It seems that line 2 (with slope 0.2) separates the points most from each other
as on that line the projected points have the largest empirical variance.
In that sense it preserves more information about the
original data than the other two lines.
Think about the two extremes that would be
the useless case where each original point is projected
on the same point on a line, whence we lose all the information about
the differences between the original data units,
and the case of perfect information where the original data was already
on a line and therefore we do not lose anything by simply recording the
coordinates on that line.
In reality we always work with data in between these extremes,
and in PCA the criteria of finding the subspace is to choose the
line on which the projections preserve the highest possible variance.

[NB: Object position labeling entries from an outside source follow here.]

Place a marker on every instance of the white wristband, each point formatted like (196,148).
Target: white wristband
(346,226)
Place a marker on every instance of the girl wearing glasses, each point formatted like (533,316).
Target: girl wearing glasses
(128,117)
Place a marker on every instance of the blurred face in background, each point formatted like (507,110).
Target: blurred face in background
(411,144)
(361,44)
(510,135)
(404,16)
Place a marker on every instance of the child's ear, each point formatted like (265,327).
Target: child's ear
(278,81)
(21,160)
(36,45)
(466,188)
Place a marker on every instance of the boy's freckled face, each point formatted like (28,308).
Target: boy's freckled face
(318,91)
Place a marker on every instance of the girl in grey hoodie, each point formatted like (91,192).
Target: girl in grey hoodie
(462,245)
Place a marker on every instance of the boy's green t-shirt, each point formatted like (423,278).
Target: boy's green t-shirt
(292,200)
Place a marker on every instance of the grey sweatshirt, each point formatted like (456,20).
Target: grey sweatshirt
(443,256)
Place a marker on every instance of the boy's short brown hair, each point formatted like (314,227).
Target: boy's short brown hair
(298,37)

What would be the line on which the points had the largest variance?
Let's find the unit vector $\pmb u = (u_1,u_2)^T$ $(u_1^2 + u_2^2 =1)$ that
maximizes the empirical variance of the projections of $X$ on that line.
As the columns of $\pmb X$ are mean-centered then also the
mean of $\pmb X \pmb u$ is 0, and variance is proportional to the
sum of squares of $\pmb X \pmb u$:
$$\widehat{\textrm{Var}}\left(\pmb X \pmb u \right) \propto
\pmb u^T \pmb X^T \pmb X \pmb u.$$
We can use the method of Lagrange multipliers to maximize this
quantity among all unit vectors $\pmb u$ (i.e. when $\pmb u^T \pmb u - 1 = 0$).
This method requires us to maximize the extended function
$f(\pmb u, \alpha) = \pmb u^T \pmb X^T \pmb X \pmb u + \alpha (\pmb u^T \pmb u - 1)$
with respect to $\pmb u$ and $\alpha$.
Derivative with respect to $\pmb u$ is
$$\frac{\partial f(\pmb u, \alpha)}{\partial \pmb u} =
2\pmb X^T \pmb X \pmb u + 2\alpha \pmb u,$$
and equals to zero when $\pmb X^T \pmb X \pmb u = -\alpha \pmb u,$
that is, when $\pmb u$ is an eigenvector of matrix $\pmb X^T \pmb X$
and $-\alpha$ is the corresponding eigenvalue.
Among all eigenvectors, we thus choose the one that maximizes
$\pmb u^T \pmb X^T \pmb X \pmb u = -\alpha \pmb u^T\pmb u = -\alpha,$
which shows that $\pmb u$ should correspond to the largest eigenvalue of
$\pmb X^T \pmb X$.
Let's apply this result in practice.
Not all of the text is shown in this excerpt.